October 28, 2020

The western changes skin | Babelia


A discreet mutation of the Western arises in contemporary cinema that questions, once again, the hackneyed stories that the quintessential American genre usually conveys, even in its most revisionist and twilight version. Young female directors like Annie Silverstein —with Bull (Friendship in the ring), released this week in streaming without going through theaters— and Chloé Zhao —with The Rider, which will be added this month to the Filmin catalog– they bring these stale conventions closer to today’s social reality, irrigating them with concerns of identity politics. The two directors have a lot in common. Both were discovered in recent editions of the Cannes Festival with films that take place on the current rodeo circuit, filmed with a clear documentary zeal and starring malefic characters in the canonical stories: a cowboy African American, in the case of Bull, and another that is Native American, in The rider.

The two directors distance themselves from the narrative arc of the Westerns of the last century to approach other types of tropes, those of the initiation story tinged with dirty realism. Bull It focuses on the relationship between a troubled preteen and her neighbor, a black rider and with her body in the latter, who stubbornly clings to the world of competition because she has no other destination to hold on to. The rider also talks about a cowboy wounded: a young promise who lives in a Sioux reservation in South Dakota, forced to retire early after a fall that could have been fatal, although she continues to dream of the day when she will be allowed to return to the ring. In both cases, the relations of domination have a more economic than racial root: whites, blacks and Indians, to use the classic terminology, coexist in decadent landscapes, act before semi-empty bleachers and survive in the same way regardless of their skin color.

Both fictions are tinged with realism. The protagonist of The Rider, Brady Jandreau, plays a character inspired by his own story, while Bull was shot on call soul circuit from Texas, heir to the shows who starred, in the 19th century, former slaves freed after the civil war, who moved to the West in search of an opportunity and were relegated to roundups for blacks by segregation laws. According to historian Kenneth Porter, one in four cowboys in the Far West was black, despite the fact that the official version proclaimed by Hollywood decided to ignore his stories.

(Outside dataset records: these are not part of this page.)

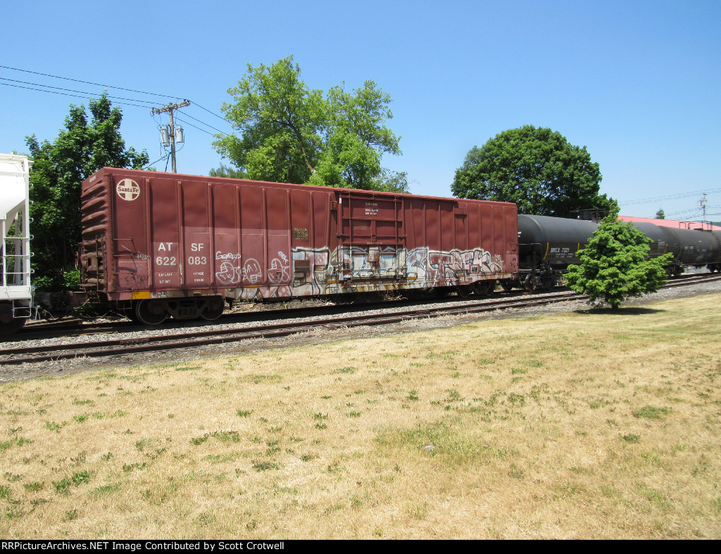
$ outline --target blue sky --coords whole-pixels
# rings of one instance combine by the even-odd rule
[[[108,89],[132,99],[114,101],[124,104],[121,132],[151,161],[164,155],[160,118],[129,104],[190,99],[179,114],[185,144],[178,171],[205,175],[221,163],[208,125],[231,130],[216,115],[227,89],[247,63],[292,54],[311,88],[372,79],[390,94],[389,126],[403,155],[384,164],[407,172],[414,194],[451,196],[473,146],[532,124],[585,146],[601,165],[601,192],[619,200],[623,214],[653,217],[663,209],[669,218],[700,219],[706,192],[709,217],[721,219],[719,0],[27,5],[3,7],[0,152],[26,152],[33,133],[53,140],[69,104],[87,106],[104,89],[36,74],[45,73],[167,95]]]

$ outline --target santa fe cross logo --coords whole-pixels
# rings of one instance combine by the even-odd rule
[[[133,179],[123,179],[118,183],[115,190],[123,200],[133,201],[140,196],[140,187]]]

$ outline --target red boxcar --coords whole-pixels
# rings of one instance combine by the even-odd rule
[[[103,168],[83,183],[82,286],[146,323],[224,299],[458,287],[518,271],[513,204]]]

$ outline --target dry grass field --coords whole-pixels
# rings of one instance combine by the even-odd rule
[[[721,538],[720,302],[5,383],[0,537]]]

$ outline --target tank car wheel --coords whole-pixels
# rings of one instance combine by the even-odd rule
[[[461,298],[468,298],[472,292],[472,285],[457,285],[456,286],[456,294]]]
[[[225,308],[225,301],[220,296],[211,298],[208,301],[205,309],[200,312],[200,319],[205,321],[213,321],[217,319],[223,314]]]
[[[167,318],[165,306],[157,301],[139,300],[133,306],[135,319],[145,325],[159,325]]]

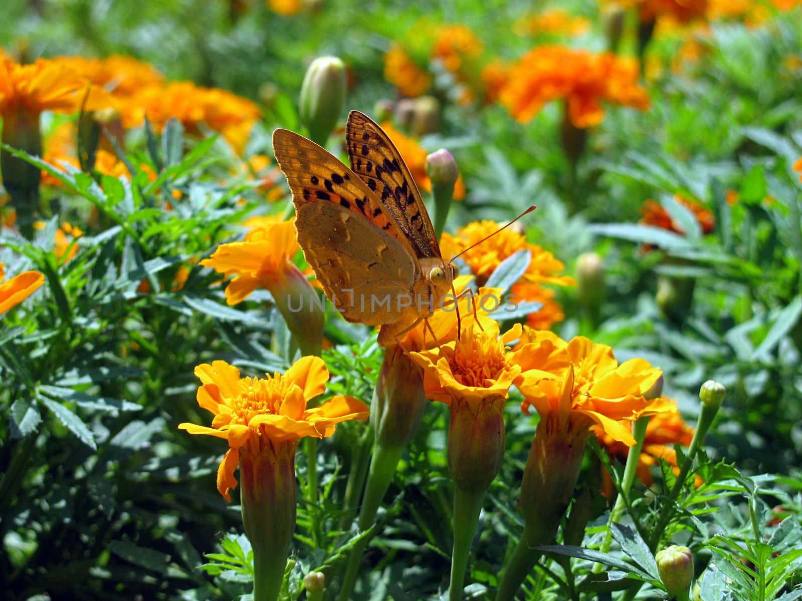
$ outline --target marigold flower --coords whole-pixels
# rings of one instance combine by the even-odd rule
[[[223,361],[198,365],[195,375],[202,382],[198,405],[214,414],[212,427],[187,422],[178,427],[229,442],[217,471],[217,490],[229,502],[241,454],[258,454],[271,446],[277,450],[306,436],[328,438],[336,424],[365,419],[369,413],[361,401],[342,395],[306,409],[326,391],[329,380],[329,370],[318,357],[303,357],[283,374],[265,374],[266,379],[241,377],[239,369]]]
[[[560,8],[549,9],[518,20],[512,30],[518,35],[581,35],[590,29],[585,17],[574,17]]]
[[[212,427],[178,427],[228,441],[217,470],[217,490],[231,501],[238,466],[242,522],[253,549],[253,598],[277,599],[295,528],[298,441],[331,436],[336,424],[365,419],[367,407],[351,397],[337,396],[307,409],[329,379],[317,357],[302,357],[283,374],[265,374],[265,379],[241,377],[239,369],[222,361],[198,365],[195,375],[202,383],[198,405],[214,414]]]
[[[662,411],[652,416],[652,418],[649,420],[643,438],[643,448],[638,458],[635,474],[638,479],[646,486],[652,485],[651,468],[657,465],[660,459],[671,466],[674,474],[679,474],[677,453],[674,450],[674,446],[680,444],[683,446],[688,446],[694,437],[693,427],[685,423],[679,412],[676,410],[676,402],[670,399],[665,399],[665,401],[673,405],[674,410]],[[626,461],[629,447],[626,444],[614,440],[597,426],[593,426],[591,430],[596,435],[599,444],[611,457],[616,458],[622,462]],[[605,475],[606,475],[606,472]],[[606,496],[610,496],[612,493],[610,486],[611,482],[608,476],[605,480],[603,488]]]
[[[440,250],[444,256],[454,256],[468,247],[496,232],[504,225],[495,221],[474,221],[460,229],[456,236],[444,232],[440,240]],[[520,250],[529,250],[532,261],[520,282],[529,284],[556,284],[573,286],[576,282],[569,276],[558,276],[557,272],[565,268],[562,262],[544,248],[526,241],[520,232],[507,228],[497,232],[490,240],[471,248],[462,255],[462,259],[470,266],[471,272],[476,277],[476,283],[483,285],[507,257]]]
[[[6,265],[0,263],[0,314],[16,307],[33,294],[45,281],[43,273],[23,272],[6,280]]]
[[[550,332],[527,329],[511,360],[522,368],[515,384],[521,409],[540,413],[520,489],[525,527],[507,565],[496,599],[512,599],[537,560],[538,545],[557,533],[573,494],[591,427],[634,445],[622,422],[671,410],[644,397],[662,376],[643,359],[618,365],[613,349],[577,337],[570,342]]]
[[[431,76],[413,61],[403,46],[394,42],[384,54],[384,79],[409,98],[416,98],[431,87]]]
[[[638,77],[637,61],[610,52],[541,46],[512,66],[499,101],[515,119],[526,123],[545,104],[562,99],[568,104],[571,123],[589,127],[604,119],[602,102],[642,111],[649,107],[649,95]]]
[[[445,25],[439,27],[431,46],[431,58],[443,63],[452,73],[457,73],[466,58],[479,56],[484,44],[464,25]]]
[[[554,324],[565,319],[560,303],[554,300],[553,290],[539,284],[519,282],[512,284],[509,290],[516,302],[529,301],[541,303],[542,307],[526,316],[526,325],[533,329],[549,329]]]
[[[412,138],[408,138],[399,131],[391,123],[387,121],[382,123],[382,129],[390,138],[398,149],[403,162],[407,163],[412,179],[415,184],[427,192],[431,192],[431,179],[426,173],[427,152],[419,143]],[[454,184],[454,200],[461,200],[465,197],[465,184],[460,175]]]
[[[241,302],[257,288],[269,290],[302,351],[318,354],[322,302],[293,262],[300,248],[297,236],[294,220],[267,223],[249,232],[242,242],[221,244],[200,264],[234,276],[225,288],[229,305]]]
[[[715,219],[713,217],[713,213],[707,208],[678,194],[674,195],[674,200],[694,212],[696,220],[702,228],[702,233],[709,234],[713,231],[713,228],[715,227]],[[654,200],[646,200],[643,204],[641,212],[643,214],[643,219],[641,220],[642,224],[651,225],[654,228],[661,228],[678,234],[685,233],[683,228],[671,219],[668,212],[659,203]]]

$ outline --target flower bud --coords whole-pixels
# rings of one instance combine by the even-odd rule
[[[412,115],[415,114],[415,99],[403,98],[395,105],[395,121],[399,127],[407,129],[412,124]]]
[[[709,409],[719,409],[724,401],[727,389],[724,385],[714,380],[708,380],[699,389],[699,400]]]
[[[460,177],[456,161],[454,160],[452,153],[445,148],[435,151],[426,157],[426,173],[431,179],[433,186],[440,184],[453,186]]]
[[[376,121],[389,121],[392,119],[393,112],[395,111],[395,105],[392,100],[386,98],[379,99],[373,107],[373,115]]]
[[[577,258],[577,296],[587,311],[597,311],[605,296],[604,261],[595,252]]]
[[[346,66],[336,56],[321,56],[312,61],[301,86],[301,120],[310,138],[321,146],[346,103]]]
[[[440,103],[436,98],[420,96],[415,99],[410,128],[418,136],[433,133],[440,128]]]
[[[687,547],[671,545],[654,556],[660,579],[670,597],[687,601],[694,580],[694,555]]]
[[[322,572],[310,572],[303,578],[303,587],[309,593],[322,592],[326,588],[326,575]]]

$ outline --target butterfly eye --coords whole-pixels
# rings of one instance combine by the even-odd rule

An image from 'The Rider' by Chloé Zhao.


An image from ‘The Rider’ by Chloé Zhao.

In these new movies, the cowboy He is no longer that heroic character who reigned in the myth of the border. In these declassified territories, a new economic calibration has left the oppressor in a subordinate position that brings him closer to his former oppressed. Zhao, the Beijing-born director who has just been signed by Marvel Studios in her indiscriminate thirst for female filmmakers – remember they tried to hire Lucrecia Martel – goes even further by presenting ethnicity as a misty notion: in one scene, Sister The protagonist sings some verses in Spanish, while his antihero carries an assimilated last name, worthy of a classic Western (Blackburn), and never explicitly alludes to his Lakota origins. Barack Obama placed her, in a definitive post-racial gesture, on his list of favorite movies of the year 2017.

Like any self-respecting Western, the two films are moral tales, although their codes of honor are also different from traditional ones. The last minutes of The rider are an amendment to the whole of John Wayne’s model of masculinity, just like Bull In its emotional ending, he outlines an alternative to self-sacrifice as an existential engine, insinuating that the solitary llaneros also need a network of solidarity. Both films circulate along the ideological path opened by Kelly Reichardt in Meek’s Cutoff, Revisionist account where women and Native Americans forged a circumstantial alliance to overthrow a nauseating patriarch, shot at that not-so-distant time when feminist was still an insult and intersectionality did not fill all mouths. Quentin Tarantino placed it, in another gesture as significant as that of Obama, in his list of most hated films of the year 2010.

Bull (Friendship in the ring) (2019). Annie Silverman. Available in Rakuten TV.

The rider (2017). Chloé Zhao. Available in Filmin from April 23.